Metric-Store Section

The most important configuration option is the retention-in-memory setting. It specifies for which duration back in time metrics should be provided. This should be long enough to cover common job durations. The memory-cap option sets the approximate maximum memory capacity in GB to use. The memory footprint scales with the number of nodes, the number of native metric scopes (cores, sockets), the number of metrics, and the memory retention time divided by the frequency.

The num-workers option controls the number of parallel workers used for checkpoint and archive I/O. Setting it to 0 (the default) enables automatic setup, capped at 10.

The cc-metric-store supports checkpoints and cleanup/archiving. Checkpoints are always performed on shutdown. To not lose data on a crash or other failure, checkpoints are written at regular intervals configured via checkpoints.interval (e.g. "12h"). The checkpoints.file-format option selects the persistence format: "json" (human-readable) or "wal" (binary Write-Ahead Log, crash-safe, default). See Checkpoint Formats below. Checkpoints that are not needed anymore can either be archived or deleted, controlled by the cleanup.mode setting (archive or delete). The cleanup runs at the interval specified in cleanup.interval.

Checkpoint Formats

The checkpoints.file-format field controls how in-memory data is persisted to disk.

"json" — Human-readable JSON snapshots written periodically. Each snapshot is stored as <dir>/<cluster>/<host>/<timestamp>.json. Easy to inspect and recover manually, but larger on disk and slower to write.

"wal" (recommended) — Binary Write-Ahead Log format designed for crash safety. Two file types are used per host:

  • current.wal — append-only binary log; every incoming data point is appended immediately. Truncated trailing records from unclean shutdowns are silently skipped on restart.
  • <timestamp>.bin — binary snapshot written at each checkpoint interval, containing the complete metric state. Written atomically via a .tmp rename.

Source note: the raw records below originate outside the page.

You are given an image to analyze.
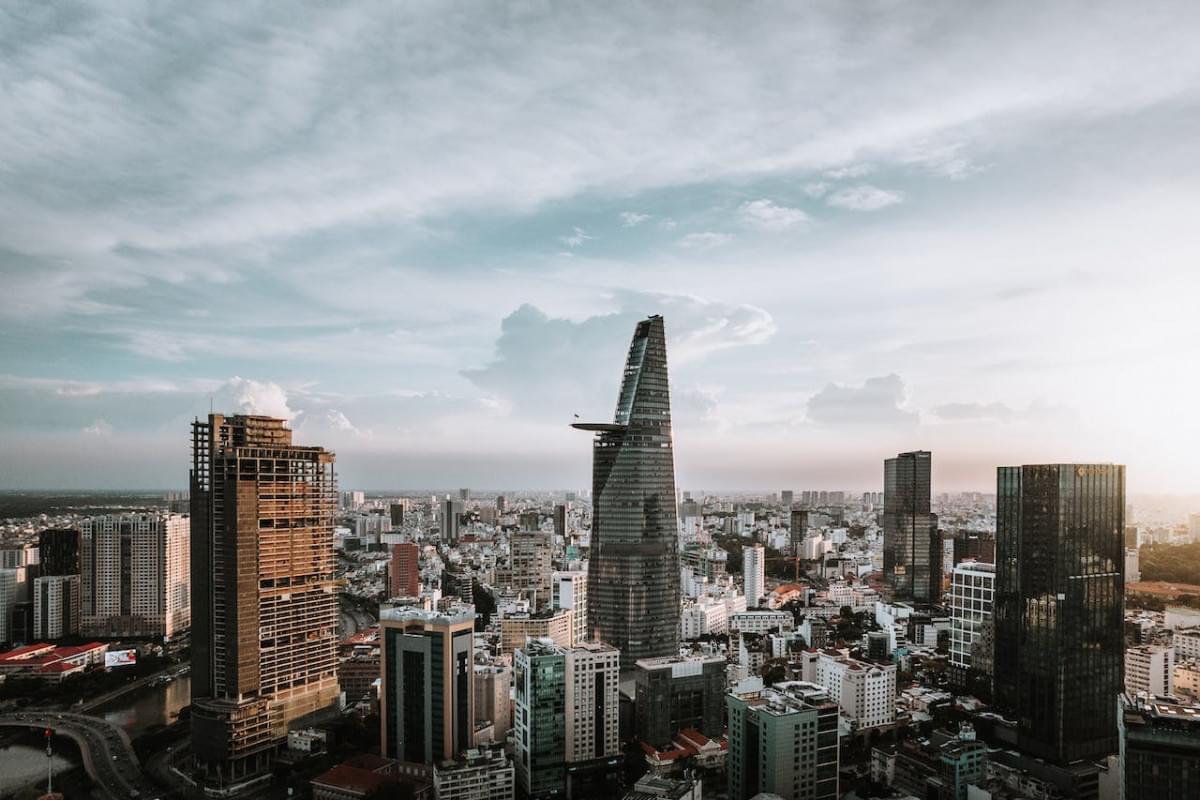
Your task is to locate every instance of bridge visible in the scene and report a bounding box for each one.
[0,710,162,800]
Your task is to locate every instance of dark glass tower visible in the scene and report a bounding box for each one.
[994,464,1124,764]
[883,450,942,602]
[574,315,679,670]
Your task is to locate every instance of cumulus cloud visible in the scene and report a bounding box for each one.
[462,291,775,420]
[808,374,919,426]
[558,227,595,247]
[214,375,296,420]
[826,184,904,211]
[83,420,113,437]
[679,230,733,249]
[738,200,809,231]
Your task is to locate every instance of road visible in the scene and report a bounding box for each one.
[0,711,160,800]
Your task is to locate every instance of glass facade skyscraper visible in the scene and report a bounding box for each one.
[574,315,679,670]
[883,450,942,602]
[994,464,1124,764]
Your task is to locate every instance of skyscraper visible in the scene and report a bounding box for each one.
[994,464,1124,763]
[191,414,338,781]
[742,545,767,608]
[883,450,942,602]
[726,680,839,800]
[379,606,475,765]
[572,315,679,670]
[79,513,192,638]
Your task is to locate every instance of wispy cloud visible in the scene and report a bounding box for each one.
[738,200,809,231]
[679,230,733,249]
[826,184,904,211]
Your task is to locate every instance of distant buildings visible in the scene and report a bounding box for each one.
[727,680,840,800]
[574,315,679,669]
[1120,694,1200,800]
[742,545,767,608]
[1124,644,1175,697]
[78,513,192,639]
[994,464,1124,763]
[34,575,82,640]
[190,414,338,782]
[883,450,942,602]
[388,542,421,597]
[379,606,475,765]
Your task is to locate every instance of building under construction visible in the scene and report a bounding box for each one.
[191,414,338,783]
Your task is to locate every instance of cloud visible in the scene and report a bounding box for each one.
[558,227,595,247]
[824,163,875,180]
[808,374,920,426]
[83,420,113,437]
[214,375,296,420]
[826,184,904,211]
[462,291,775,420]
[738,200,809,231]
[679,230,733,249]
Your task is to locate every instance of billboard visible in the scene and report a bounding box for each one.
[104,650,138,668]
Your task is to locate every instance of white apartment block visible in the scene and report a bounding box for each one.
[742,545,767,608]
[34,575,80,639]
[730,610,796,633]
[1171,627,1200,661]
[550,570,588,644]
[814,652,896,728]
[565,642,620,763]
[1126,644,1175,697]
[679,597,730,640]
[950,561,996,669]
[79,513,192,639]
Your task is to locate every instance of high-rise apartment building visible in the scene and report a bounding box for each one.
[1118,694,1200,800]
[949,561,996,674]
[379,606,475,765]
[1124,644,1175,697]
[512,639,566,800]
[79,513,192,639]
[726,680,840,800]
[574,315,679,669]
[188,414,338,781]
[550,570,588,644]
[34,575,80,640]
[634,655,725,747]
[37,528,83,576]
[742,545,767,608]
[883,450,942,602]
[994,464,1124,763]
[388,542,421,597]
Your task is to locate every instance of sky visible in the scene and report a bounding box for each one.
[0,0,1200,492]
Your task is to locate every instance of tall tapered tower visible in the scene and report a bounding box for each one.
[572,315,679,670]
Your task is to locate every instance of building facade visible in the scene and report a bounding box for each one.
[634,655,725,748]
[188,414,338,781]
[34,575,80,639]
[574,315,679,669]
[726,681,840,800]
[994,464,1124,763]
[79,513,192,639]
[379,606,475,765]
[883,450,942,602]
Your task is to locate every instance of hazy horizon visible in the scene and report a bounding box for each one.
[0,2,1200,494]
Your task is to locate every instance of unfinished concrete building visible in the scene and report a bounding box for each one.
[191,414,338,783]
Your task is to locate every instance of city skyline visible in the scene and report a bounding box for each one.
[0,4,1200,493]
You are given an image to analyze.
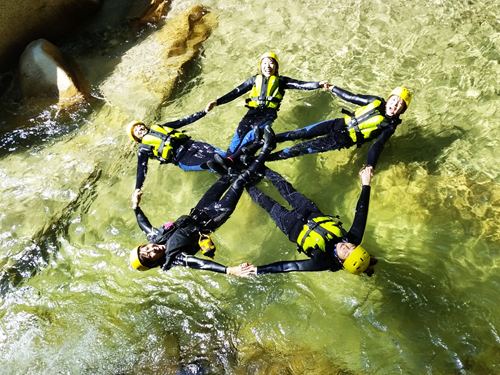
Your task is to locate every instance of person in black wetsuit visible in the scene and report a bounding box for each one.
[247,167,375,276]
[207,52,328,162]
[130,126,275,276]
[127,104,225,195]
[268,86,411,167]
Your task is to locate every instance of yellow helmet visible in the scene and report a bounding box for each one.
[129,245,149,271]
[127,121,144,143]
[388,87,411,109]
[259,52,280,68]
[344,245,370,275]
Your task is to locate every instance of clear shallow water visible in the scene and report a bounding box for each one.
[0,1,500,374]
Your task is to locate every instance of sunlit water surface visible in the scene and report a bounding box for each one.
[0,0,500,374]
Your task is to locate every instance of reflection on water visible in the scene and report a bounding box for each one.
[0,0,500,374]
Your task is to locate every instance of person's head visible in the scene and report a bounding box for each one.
[129,243,165,271]
[259,52,279,77]
[127,121,149,143]
[385,87,411,116]
[335,242,375,276]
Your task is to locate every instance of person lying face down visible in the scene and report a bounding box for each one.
[268,86,412,168]
[241,167,375,276]
[129,126,274,276]
[203,52,328,164]
[126,101,226,198]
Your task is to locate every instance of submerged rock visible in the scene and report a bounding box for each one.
[19,39,90,108]
[0,0,101,72]
[101,5,217,120]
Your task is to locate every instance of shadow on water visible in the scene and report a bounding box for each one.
[0,169,102,296]
[0,18,159,158]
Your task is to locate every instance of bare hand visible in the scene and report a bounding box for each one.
[132,189,142,208]
[205,100,217,113]
[359,165,373,186]
[226,263,257,277]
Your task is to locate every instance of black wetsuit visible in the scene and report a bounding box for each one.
[134,135,271,273]
[217,76,320,158]
[135,111,225,189]
[268,87,401,167]
[134,175,243,273]
[247,168,370,274]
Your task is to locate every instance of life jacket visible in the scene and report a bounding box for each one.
[297,216,346,254]
[141,125,189,163]
[342,100,389,146]
[246,74,285,109]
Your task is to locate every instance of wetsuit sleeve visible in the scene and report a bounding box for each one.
[216,76,255,105]
[332,86,383,105]
[135,148,149,189]
[366,126,396,169]
[134,207,153,236]
[257,258,331,275]
[281,76,321,90]
[161,110,207,129]
[347,185,371,245]
[180,254,226,273]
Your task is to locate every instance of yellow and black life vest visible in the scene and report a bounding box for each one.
[297,216,345,253]
[343,100,389,145]
[246,74,285,109]
[141,125,189,163]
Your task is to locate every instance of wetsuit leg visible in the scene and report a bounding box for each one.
[177,141,226,172]
[265,168,321,219]
[276,119,336,142]
[247,186,302,241]
[226,110,277,158]
[268,119,354,161]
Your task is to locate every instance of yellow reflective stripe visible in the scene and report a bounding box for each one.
[297,216,343,251]
[247,74,283,108]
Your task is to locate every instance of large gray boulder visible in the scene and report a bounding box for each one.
[0,0,102,73]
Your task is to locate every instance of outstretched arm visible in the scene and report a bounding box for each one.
[281,76,328,90]
[161,109,208,129]
[132,201,153,236]
[205,76,255,112]
[366,126,396,168]
[347,166,373,245]
[256,258,332,275]
[330,86,383,105]
[135,147,149,190]
[179,253,253,277]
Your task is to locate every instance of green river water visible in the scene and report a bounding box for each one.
[0,0,500,374]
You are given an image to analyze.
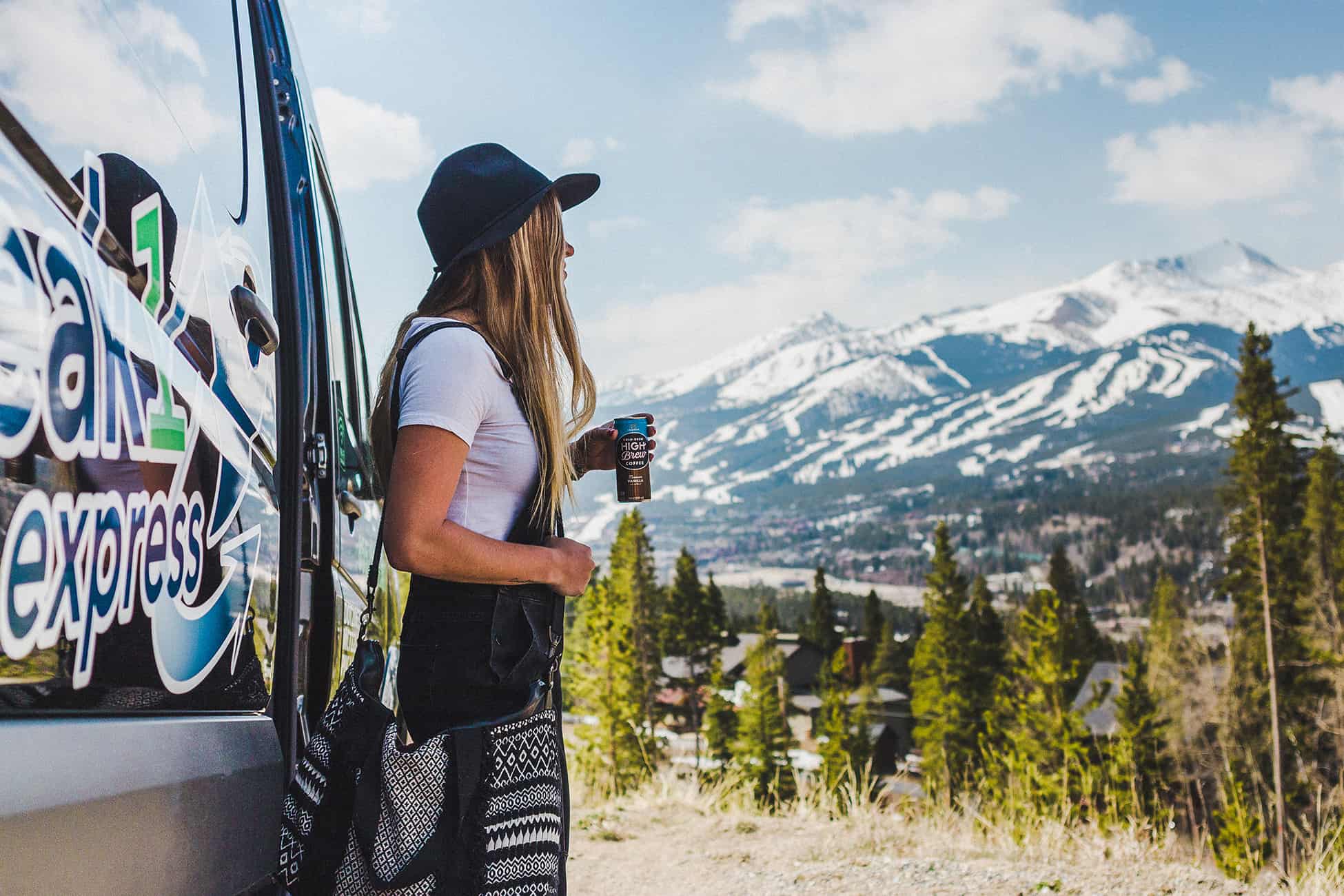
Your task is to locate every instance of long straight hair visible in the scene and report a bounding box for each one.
[369,194,597,521]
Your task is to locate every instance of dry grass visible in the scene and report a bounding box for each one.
[574,771,1344,896]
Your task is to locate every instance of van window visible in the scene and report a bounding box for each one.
[313,157,374,498]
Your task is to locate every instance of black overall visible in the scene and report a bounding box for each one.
[392,321,570,895]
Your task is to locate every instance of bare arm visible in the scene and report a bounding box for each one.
[383,426,593,595]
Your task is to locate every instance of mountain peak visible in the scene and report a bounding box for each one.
[1153,239,1289,285]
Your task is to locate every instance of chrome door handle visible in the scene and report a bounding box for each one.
[229,283,280,355]
[337,489,364,531]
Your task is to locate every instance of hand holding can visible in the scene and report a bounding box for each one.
[613,416,652,504]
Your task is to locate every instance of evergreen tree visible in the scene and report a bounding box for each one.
[704,657,738,770]
[815,650,875,790]
[1303,443,1344,654]
[867,620,918,695]
[757,598,780,635]
[800,567,842,657]
[704,572,729,637]
[1214,767,1269,883]
[1047,542,1109,685]
[965,575,1008,756]
[1112,641,1170,817]
[863,589,886,665]
[609,509,662,743]
[981,589,1088,808]
[662,547,719,764]
[733,634,794,804]
[910,522,977,795]
[564,578,649,795]
[1223,324,1313,868]
[1304,433,1344,780]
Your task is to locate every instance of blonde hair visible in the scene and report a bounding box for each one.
[369,194,597,522]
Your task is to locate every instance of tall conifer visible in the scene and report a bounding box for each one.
[982,589,1088,806]
[733,634,794,802]
[910,522,976,795]
[564,578,649,795]
[1048,544,1106,685]
[662,547,719,764]
[966,575,1008,759]
[1224,324,1312,869]
[863,589,886,665]
[609,509,662,735]
[800,567,842,657]
[1112,641,1170,815]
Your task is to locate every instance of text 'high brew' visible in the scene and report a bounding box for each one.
[615,416,652,502]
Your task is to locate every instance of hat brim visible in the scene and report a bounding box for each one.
[444,173,602,270]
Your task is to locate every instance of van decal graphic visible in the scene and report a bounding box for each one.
[0,156,274,693]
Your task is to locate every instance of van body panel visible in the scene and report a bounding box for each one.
[0,716,285,896]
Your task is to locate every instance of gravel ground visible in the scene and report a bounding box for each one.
[569,804,1252,896]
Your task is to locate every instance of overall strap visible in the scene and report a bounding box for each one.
[359,320,518,638]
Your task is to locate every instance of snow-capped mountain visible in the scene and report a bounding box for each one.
[579,242,1344,551]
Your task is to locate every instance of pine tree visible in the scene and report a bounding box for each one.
[981,589,1086,808]
[564,579,649,795]
[1304,433,1344,780]
[816,650,874,790]
[704,657,738,771]
[662,547,719,764]
[757,598,780,635]
[610,509,662,742]
[965,575,1008,762]
[863,589,886,665]
[1112,641,1170,817]
[800,567,842,657]
[704,572,729,637]
[868,620,918,695]
[733,634,794,804]
[910,522,977,797]
[1223,324,1312,869]
[1047,544,1106,685]
[1303,443,1344,654]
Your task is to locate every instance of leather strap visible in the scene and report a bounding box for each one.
[359,320,518,638]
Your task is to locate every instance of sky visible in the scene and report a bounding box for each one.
[289,0,1344,382]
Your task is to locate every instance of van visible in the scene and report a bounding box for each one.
[0,0,402,895]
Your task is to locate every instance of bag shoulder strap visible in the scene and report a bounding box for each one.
[359,320,505,640]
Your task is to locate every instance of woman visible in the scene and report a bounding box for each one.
[372,144,653,893]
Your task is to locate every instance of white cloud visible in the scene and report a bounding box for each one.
[560,137,597,168]
[560,137,625,168]
[713,0,1152,137]
[1269,71,1344,130]
[729,0,816,40]
[722,187,1016,276]
[0,0,225,165]
[313,88,434,190]
[1117,57,1199,105]
[589,215,648,239]
[1106,116,1312,210]
[1269,198,1314,218]
[583,187,1016,376]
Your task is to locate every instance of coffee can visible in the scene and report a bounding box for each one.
[615,416,652,504]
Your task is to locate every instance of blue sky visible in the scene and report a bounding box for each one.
[290,0,1344,379]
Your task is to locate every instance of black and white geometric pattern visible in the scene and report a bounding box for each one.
[480,709,566,896]
[332,825,438,896]
[336,722,450,896]
[280,658,368,886]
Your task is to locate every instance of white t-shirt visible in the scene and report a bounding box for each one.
[398,317,539,541]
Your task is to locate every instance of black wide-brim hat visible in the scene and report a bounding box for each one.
[416,144,602,272]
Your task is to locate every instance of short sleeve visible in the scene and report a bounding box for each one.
[398,328,498,445]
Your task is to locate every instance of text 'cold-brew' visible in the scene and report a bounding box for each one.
[615,416,652,504]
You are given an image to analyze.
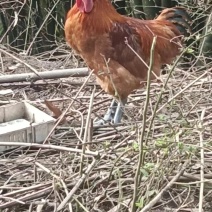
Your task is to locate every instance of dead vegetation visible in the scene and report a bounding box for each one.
[0,43,212,212]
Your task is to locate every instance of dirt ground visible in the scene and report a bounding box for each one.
[0,46,212,212]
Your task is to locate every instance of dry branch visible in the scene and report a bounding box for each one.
[0,68,89,83]
[0,142,99,156]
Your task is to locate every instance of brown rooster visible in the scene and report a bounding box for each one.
[65,0,190,123]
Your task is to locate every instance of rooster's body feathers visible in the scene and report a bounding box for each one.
[65,0,190,123]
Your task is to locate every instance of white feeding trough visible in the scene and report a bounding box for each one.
[0,102,55,152]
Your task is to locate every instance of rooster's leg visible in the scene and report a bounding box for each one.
[113,99,127,124]
[94,99,117,126]
[94,99,127,126]
[103,99,117,122]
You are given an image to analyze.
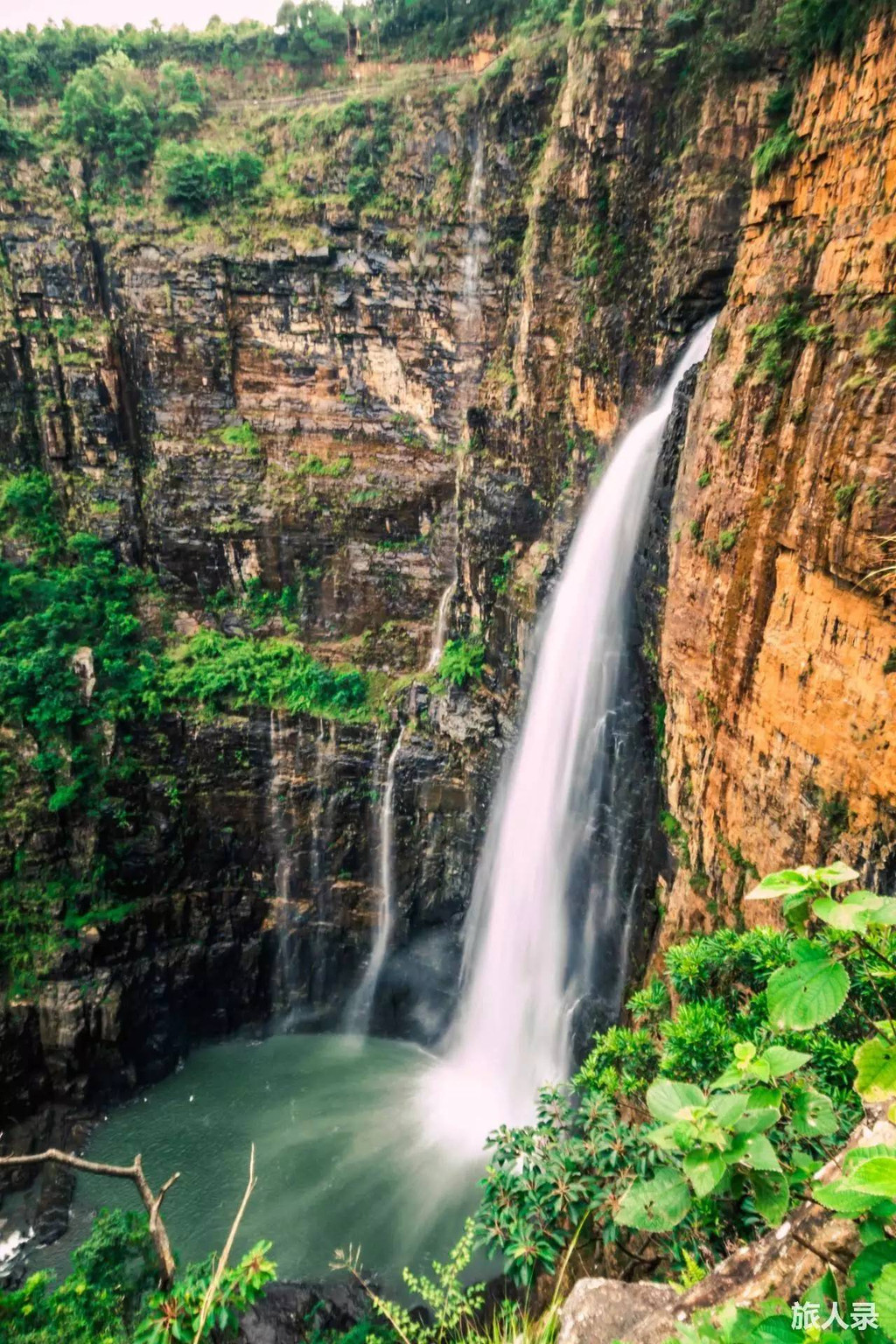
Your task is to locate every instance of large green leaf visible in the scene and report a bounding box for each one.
[724,1134,780,1172]
[813,859,858,887]
[813,1180,883,1218]
[761,1046,811,1078]
[853,1036,896,1101]
[843,1157,896,1199]
[648,1078,707,1121]
[767,948,849,1031]
[844,1144,896,1176]
[615,1171,690,1233]
[683,1148,728,1198]
[790,1088,836,1138]
[870,891,896,925]
[811,897,871,933]
[710,1093,748,1129]
[872,1264,896,1340]
[747,868,811,900]
[750,1172,790,1227]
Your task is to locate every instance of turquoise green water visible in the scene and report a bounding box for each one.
[51,1036,485,1291]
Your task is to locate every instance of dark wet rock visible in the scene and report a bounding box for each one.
[238,1282,371,1344]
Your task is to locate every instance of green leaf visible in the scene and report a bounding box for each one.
[813,1180,881,1218]
[747,868,811,900]
[710,1093,748,1129]
[853,891,896,925]
[683,1148,728,1199]
[761,1046,811,1078]
[853,1036,896,1101]
[811,897,871,933]
[735,1106,780,1134]
[750,1172,790,1227]
[767,948,849,1031]
[724,1134,780,1172]
[813,859,858,887]
[849,1239,896,1296]
[790,1088,836,1138]
[844,1144,896,1176]
[843,1157,896,1199]
[646,1078,707,1121]
[615,1171,690,1233]
[872,1264,896,1340]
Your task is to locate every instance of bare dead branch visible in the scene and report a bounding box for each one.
[0,1148,180,1291]
[193,1144,256,1344]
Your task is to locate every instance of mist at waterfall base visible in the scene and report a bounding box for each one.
[47,323,712,1292]
[37,1035,487,1296]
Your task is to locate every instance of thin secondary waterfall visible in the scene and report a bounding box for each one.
[424,321,713,1151]
[346,724,407,1035]
[426,126,487,672]
[426,574,457,672]
[268,710,298,1015]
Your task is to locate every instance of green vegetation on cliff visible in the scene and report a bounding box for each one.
[0,469,371,993]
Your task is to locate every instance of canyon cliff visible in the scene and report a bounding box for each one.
[0,0,896,1161]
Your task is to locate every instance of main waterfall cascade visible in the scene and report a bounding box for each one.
[422,318,715,1152]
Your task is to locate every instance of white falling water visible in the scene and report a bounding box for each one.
[426,574,457,672]
[422,321,713,1152]
[268,710,298,1013]
[426,136,489,672]
[455,126,489,422]
[346,724,407,1035]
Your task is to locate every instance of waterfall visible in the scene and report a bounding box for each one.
[268,710,299,1018]
[426,574,457,672]
[426,136,489,672]
[422,321,713,1152]
[346,724,407,1035]
[457,126,489,437]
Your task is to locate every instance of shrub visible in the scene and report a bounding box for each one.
[747,297,831,387]
[163,145,264,215]
[0,1209,156,1344]
[778,0,893,68]
[160,630,367,718]
[752,123,803,184]
[62,51,158,176]
[438,640,485,687]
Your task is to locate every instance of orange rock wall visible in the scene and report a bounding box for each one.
[661,12,896,941]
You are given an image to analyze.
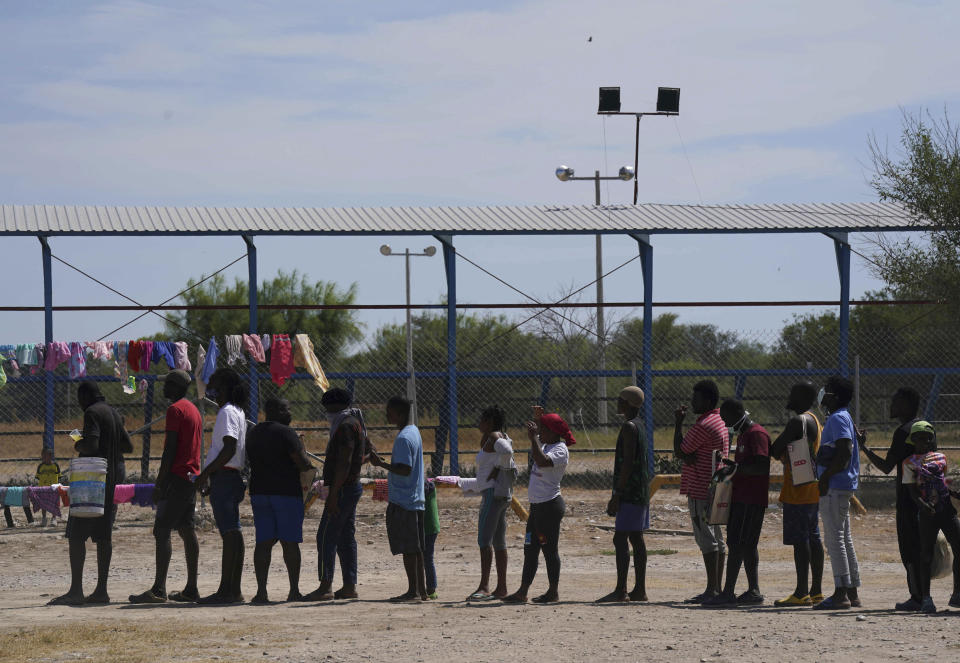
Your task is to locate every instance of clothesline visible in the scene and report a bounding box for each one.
[0,334,330,398]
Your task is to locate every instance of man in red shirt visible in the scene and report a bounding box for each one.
[673,380,730,603]
[703,398,770,608]
[130,369,203,603]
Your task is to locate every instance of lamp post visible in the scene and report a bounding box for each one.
[380,244,437,425]
[555,166,636,424]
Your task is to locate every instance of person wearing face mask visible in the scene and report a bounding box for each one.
[770,381,823,608]
[703,398,770,608]
[304,387,368,601]
[813,376,861,610]
[247,398,313,603]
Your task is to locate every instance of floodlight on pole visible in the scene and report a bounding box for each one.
[380,244,437,424]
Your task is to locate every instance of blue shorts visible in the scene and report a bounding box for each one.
[250,495,303,543]
[210,470,246,534]
[614,502,650,532]
[783,504,820,546]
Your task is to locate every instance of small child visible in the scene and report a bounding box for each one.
[37,447,60,527]
[903,421,960,613]
[423,480,440,601]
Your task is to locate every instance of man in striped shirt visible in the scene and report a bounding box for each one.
[673,380,730,603]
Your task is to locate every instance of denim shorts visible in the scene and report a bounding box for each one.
[210,470,246,534]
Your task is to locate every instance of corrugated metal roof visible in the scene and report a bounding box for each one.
[0,203,923,235]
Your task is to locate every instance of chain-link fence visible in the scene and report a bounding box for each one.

On startup the most recent .bin snapshot is loaded, then remaining WAL entries are replayed on top. The WAL is rotated after each successful snapshot. The "wal" format will become the only supported option in a future release. If you are migrating from an older installation using JSON checkpoints, switch to "wal" after a clean restart.

Parquet Archive

When cleanup.mode is "archive", data that ages out of the in-memory retention window is written to Apache Parquet files before being freed, organized as:

<cleanup.directory>/
  <cluster>/
    <timestamp>.parquet

One Parquet file is produced per cluster per cleanup run, consolidating all hosts. Files are compressed with Zstandard and sorted by cluster, hostname, metric, and timestamp for efficient columnar reads.

Authentication

For authentication signed (but unencrypted) JWT tokens are used. Only Ed25519/EdDSA cryptographic key-pairs are supported. A client has to sign the token with its private key, on the server side it is checked if the configured public key matches the private key with which the token was signed, if the token was altered after signing, and if the token has expired. All other token attributes are ignored.

We provide an article on how to generate JWT. The is also a background info article on JWT usage in ClusterCockpit. Tokens are cached in cc-metric-store to minimize overhead.

NATS

As an alternative to HTTP REST cc-metric-store can also receive metrics via NATS. You find more infos about NATS in this background article.

To enable NATS in cc-metric-store add the nats section for the connection and nats-subscriptions in the metric-store section:

{
  "nats": {
    "address": "nats://localhost:4222",
    "username": "user",
    "password": "password"
  },
  "metric-store": {
    "nats-subscriptions": [
      {
        "subscribe-to": "hpc-nats",
        "cluster-tag": "fritz"
      }
    ]
  }
}

The nats section configures the NATS server connection with address and credentials. The nats-subscriptions within metric-store define which subjects to subscribe to and how to tag incoming metrics with cluster information in case this is not already done.